Omissão e estagnação
O território Memortumré Kanela passa, atualmente, por um processo de revisão de limites. Após os estudos da Funai, foi identificada e delimitada uma nova área de 100,2 mil hectares, adjacente à TI já demarcada – e também cortada pela estrada ilegal. Oito anos após a publicação do relatório circunstanciado de identificação e delimitação, entretanto, a nova demarcação não apenas estagnou: ela regrediu.
“O processo administrativo do povo Memortumré Kanela foi um dos processos devolvidos pelo Ministério da Justiça para a Funai para que haja a sua ‘adequação’ ao Parecer 001/2017 da AGU”, destaca Lucimar. O Parecer atualmente se encontra suspenso por decisão do ministro do Supremo Tribunal Federal (STF) Edson Fachin.
A suspensão foi determinada no processo de repercussão geral sobre demarcação de terras indígenas, no qual os povos Memortumré Kanela e Apanjekrá Kanela atuam como amici curiae.
Enquanto a falta de vontade política dos sucessivos governos federais barram a regularização do território Kanela, a agricultura extensiva é que avança sobre o território.
“Temos atuado na defesa da demarcação do novo território e da proteção dos direitos.
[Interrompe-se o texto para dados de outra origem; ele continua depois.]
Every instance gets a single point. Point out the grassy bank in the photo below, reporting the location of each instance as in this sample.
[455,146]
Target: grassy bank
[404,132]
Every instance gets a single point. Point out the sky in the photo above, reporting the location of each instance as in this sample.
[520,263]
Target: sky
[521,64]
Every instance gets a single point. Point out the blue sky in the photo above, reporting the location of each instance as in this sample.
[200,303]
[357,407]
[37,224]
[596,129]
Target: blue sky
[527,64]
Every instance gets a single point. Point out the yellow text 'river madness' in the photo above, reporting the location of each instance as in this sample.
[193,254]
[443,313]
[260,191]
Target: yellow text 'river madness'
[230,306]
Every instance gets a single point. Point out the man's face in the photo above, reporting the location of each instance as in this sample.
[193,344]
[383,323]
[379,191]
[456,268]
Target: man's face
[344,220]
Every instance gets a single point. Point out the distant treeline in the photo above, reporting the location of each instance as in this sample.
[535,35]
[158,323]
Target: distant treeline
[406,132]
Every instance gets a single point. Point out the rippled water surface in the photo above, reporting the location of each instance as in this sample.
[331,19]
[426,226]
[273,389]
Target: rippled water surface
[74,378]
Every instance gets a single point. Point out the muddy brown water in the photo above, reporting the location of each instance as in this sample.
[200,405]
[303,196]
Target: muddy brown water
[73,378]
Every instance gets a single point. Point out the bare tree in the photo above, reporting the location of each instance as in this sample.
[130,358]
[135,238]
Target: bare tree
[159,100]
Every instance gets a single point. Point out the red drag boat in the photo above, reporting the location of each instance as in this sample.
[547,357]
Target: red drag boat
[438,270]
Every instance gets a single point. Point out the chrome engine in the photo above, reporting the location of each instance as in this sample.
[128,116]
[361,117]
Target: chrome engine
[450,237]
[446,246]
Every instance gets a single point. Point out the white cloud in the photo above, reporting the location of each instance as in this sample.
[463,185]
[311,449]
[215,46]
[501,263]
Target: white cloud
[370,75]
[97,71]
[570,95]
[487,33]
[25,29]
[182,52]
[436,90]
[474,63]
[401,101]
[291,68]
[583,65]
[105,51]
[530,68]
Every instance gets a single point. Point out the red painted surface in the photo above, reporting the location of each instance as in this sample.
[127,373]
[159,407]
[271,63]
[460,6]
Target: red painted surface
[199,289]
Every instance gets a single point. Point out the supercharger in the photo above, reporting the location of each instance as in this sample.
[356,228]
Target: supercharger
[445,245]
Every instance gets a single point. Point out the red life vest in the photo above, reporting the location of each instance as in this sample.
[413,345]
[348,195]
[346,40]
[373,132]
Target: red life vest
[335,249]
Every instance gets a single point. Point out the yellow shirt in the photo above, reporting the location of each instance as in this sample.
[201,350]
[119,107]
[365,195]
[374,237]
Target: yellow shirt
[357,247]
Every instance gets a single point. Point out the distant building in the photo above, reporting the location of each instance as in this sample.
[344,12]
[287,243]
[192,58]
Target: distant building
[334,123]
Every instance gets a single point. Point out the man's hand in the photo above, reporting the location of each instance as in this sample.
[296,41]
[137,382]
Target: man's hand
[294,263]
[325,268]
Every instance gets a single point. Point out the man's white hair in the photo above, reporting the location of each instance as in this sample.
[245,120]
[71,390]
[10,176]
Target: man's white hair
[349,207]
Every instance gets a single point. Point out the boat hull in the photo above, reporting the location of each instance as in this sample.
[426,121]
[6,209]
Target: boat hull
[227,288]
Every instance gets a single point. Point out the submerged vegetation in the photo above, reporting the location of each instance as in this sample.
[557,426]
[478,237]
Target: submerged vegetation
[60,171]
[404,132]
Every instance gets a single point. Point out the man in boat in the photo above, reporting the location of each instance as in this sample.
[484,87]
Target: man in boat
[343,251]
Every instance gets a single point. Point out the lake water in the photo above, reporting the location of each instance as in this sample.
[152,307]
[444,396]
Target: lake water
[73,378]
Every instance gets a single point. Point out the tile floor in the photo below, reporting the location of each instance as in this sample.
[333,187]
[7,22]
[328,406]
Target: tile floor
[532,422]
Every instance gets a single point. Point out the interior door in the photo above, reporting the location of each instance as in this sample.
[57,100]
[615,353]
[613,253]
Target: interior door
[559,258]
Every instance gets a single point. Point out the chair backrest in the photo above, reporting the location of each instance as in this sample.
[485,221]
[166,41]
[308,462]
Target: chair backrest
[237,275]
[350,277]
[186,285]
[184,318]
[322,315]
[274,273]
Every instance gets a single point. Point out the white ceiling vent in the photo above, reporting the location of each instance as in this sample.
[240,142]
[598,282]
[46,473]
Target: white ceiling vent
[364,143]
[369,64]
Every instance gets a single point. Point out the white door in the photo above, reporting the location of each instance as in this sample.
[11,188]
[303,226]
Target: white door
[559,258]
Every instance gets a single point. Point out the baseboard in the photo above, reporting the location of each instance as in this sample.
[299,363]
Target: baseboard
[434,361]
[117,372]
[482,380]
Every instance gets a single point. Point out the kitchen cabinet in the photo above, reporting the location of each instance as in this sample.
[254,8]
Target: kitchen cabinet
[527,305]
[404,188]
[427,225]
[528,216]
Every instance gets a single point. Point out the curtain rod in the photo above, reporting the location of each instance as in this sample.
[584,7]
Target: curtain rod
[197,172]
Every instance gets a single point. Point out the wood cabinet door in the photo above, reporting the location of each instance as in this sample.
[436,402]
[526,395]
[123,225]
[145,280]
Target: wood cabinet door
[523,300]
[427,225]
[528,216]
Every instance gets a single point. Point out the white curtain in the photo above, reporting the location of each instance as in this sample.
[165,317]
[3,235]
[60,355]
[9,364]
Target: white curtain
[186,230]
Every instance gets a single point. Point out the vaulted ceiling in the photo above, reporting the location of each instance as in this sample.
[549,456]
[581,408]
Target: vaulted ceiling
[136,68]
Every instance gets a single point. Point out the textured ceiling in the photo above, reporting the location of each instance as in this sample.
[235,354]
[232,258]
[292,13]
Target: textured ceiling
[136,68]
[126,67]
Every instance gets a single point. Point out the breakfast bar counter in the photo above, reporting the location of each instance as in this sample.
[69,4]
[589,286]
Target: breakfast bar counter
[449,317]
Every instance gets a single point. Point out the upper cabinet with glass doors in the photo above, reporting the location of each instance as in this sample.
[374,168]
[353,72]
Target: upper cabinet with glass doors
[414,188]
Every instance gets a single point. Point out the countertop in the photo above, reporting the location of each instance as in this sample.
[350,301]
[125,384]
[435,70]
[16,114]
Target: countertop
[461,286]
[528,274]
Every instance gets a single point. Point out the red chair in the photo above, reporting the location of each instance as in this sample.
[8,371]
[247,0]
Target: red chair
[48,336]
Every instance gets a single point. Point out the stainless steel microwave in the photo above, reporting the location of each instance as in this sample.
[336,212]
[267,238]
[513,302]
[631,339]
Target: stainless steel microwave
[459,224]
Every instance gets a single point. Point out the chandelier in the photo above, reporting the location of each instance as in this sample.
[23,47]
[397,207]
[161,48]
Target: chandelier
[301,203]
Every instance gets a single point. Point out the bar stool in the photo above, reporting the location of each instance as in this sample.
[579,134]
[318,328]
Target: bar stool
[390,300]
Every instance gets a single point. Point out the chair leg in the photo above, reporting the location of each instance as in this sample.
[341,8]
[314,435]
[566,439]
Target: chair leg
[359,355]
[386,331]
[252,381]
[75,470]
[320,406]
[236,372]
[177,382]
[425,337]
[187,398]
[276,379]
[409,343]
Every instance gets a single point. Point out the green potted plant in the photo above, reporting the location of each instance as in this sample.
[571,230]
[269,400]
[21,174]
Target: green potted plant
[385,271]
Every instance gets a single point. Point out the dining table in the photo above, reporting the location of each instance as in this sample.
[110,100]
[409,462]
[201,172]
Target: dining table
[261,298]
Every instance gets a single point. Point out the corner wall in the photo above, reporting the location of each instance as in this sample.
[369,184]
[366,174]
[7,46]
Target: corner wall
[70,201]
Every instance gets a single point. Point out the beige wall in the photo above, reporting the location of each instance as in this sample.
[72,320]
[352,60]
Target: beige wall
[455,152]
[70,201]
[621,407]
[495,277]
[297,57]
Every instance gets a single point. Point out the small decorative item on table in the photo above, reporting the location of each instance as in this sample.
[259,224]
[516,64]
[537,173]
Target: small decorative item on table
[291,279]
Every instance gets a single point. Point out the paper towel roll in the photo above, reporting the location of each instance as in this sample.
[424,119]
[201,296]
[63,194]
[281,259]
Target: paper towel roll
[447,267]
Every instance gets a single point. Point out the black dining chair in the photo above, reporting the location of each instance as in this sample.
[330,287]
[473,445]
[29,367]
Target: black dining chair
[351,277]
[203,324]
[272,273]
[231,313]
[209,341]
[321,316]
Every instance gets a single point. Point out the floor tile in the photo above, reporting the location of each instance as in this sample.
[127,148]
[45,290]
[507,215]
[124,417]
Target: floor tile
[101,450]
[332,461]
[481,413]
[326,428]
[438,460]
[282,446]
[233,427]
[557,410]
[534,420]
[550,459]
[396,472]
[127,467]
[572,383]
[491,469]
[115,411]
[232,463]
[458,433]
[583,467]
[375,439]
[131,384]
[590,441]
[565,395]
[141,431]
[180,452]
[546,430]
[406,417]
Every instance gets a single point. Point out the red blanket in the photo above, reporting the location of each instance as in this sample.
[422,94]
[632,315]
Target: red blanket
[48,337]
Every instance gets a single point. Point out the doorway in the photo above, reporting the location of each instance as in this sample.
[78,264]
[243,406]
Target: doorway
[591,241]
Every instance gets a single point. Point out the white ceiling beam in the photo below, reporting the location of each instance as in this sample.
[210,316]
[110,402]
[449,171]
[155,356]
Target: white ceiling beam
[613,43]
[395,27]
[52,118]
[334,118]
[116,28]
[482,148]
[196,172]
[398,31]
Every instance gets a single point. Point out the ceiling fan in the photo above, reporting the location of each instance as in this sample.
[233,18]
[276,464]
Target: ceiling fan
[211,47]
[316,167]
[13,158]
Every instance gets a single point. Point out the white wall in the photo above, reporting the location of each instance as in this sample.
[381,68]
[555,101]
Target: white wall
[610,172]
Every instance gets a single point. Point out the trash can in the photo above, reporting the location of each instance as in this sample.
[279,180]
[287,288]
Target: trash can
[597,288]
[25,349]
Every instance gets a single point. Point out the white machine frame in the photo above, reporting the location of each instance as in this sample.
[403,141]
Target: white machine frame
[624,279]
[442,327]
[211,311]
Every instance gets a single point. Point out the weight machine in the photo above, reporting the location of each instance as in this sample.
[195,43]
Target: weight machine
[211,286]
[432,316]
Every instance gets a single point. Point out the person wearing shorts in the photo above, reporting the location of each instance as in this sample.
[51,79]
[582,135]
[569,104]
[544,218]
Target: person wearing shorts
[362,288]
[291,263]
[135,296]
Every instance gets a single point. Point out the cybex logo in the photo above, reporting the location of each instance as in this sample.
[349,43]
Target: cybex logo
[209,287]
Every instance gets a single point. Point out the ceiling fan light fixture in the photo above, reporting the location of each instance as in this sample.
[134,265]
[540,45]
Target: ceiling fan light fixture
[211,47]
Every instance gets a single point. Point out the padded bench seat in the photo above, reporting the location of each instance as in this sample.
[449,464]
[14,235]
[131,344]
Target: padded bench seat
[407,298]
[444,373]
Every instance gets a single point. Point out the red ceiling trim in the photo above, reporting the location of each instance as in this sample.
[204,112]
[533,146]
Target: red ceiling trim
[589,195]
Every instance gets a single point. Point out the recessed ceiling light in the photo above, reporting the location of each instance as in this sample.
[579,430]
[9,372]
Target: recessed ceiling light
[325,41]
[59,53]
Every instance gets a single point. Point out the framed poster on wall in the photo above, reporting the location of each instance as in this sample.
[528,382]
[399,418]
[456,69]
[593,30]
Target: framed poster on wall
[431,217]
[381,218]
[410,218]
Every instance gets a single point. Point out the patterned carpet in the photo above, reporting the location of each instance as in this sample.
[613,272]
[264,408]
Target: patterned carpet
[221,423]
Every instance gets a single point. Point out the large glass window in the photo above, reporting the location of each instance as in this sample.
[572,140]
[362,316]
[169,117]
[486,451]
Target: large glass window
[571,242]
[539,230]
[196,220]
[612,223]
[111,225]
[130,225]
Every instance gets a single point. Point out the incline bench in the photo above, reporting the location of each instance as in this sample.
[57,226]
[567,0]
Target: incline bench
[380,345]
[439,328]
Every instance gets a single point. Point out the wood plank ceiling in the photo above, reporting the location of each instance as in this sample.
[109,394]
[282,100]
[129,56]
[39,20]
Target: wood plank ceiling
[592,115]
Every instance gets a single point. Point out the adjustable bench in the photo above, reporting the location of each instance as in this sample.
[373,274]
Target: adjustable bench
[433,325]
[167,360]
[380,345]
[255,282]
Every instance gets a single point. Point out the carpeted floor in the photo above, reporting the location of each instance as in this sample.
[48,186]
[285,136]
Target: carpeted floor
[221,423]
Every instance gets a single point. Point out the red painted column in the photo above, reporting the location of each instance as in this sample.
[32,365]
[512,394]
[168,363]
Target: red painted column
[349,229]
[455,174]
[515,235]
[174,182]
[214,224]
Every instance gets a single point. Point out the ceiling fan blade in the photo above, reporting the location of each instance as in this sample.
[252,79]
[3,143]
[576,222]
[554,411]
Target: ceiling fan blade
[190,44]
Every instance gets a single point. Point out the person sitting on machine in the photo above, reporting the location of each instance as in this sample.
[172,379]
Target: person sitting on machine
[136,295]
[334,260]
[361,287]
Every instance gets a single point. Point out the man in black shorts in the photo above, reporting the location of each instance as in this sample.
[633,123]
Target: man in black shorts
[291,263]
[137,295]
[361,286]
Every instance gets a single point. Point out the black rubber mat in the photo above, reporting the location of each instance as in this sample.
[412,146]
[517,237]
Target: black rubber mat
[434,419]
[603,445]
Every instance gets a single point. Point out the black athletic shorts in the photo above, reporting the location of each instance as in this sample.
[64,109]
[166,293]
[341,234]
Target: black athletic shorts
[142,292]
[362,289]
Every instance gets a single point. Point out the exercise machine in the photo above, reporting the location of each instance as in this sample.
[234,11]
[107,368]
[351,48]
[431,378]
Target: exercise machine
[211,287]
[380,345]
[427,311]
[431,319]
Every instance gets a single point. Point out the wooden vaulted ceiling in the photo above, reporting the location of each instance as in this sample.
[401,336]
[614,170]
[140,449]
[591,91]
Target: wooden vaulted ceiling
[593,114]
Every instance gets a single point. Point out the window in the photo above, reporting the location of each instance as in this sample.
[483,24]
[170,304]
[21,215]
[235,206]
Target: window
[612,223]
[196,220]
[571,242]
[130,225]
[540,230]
Há muita pressão dos latifundários de soja na região. A TI está ilhada, rodeada pelo agronegócio e, infelizmente, os direitos dos indígenas não estão sendo respeitados, como se vê nesta situação da estrada”, aponta o coordenador do Cimi Regional Maranhão, Gilderlan Rodrigues.
“O pátio é bem grande e fica na área central. É onde eles fazem festas, rituais, danças e reuniões a cada final de tarde. Ou seja, é um local muito importante, como se fosse um altar. Acontece que a estrada praticamente atravessa esse pátio. Então, a interferência é muito grande”
Invasão e ofensa
Lucimar explica que o pátio da aldeia é um espaço sagrado para os Memortumré Kanela. “A forma deles se organizarem socialmente e culturalmente é circular. O pátio é bem grande e fica na área central. É onde eles fazem festas, rituais, danças e reuniões a cada final de tarde. Ou seja, é um local muito importante, como se fosse um altar. Acontece que a estrada praticamente atravessa esse pátio. Então, a interferência é muito grande”.
Carloman reforça que a situação é insustentável. “Eu quero proteger meu povo. Esta história se arrasta há muito tempo, mas agora já não é só uma questão de estrada. É um problema de pandemia e todo mundo sabe que não dá para ficar deste jeito. A gente tem um histórico de massacres. Estamos preocupados”, salienta.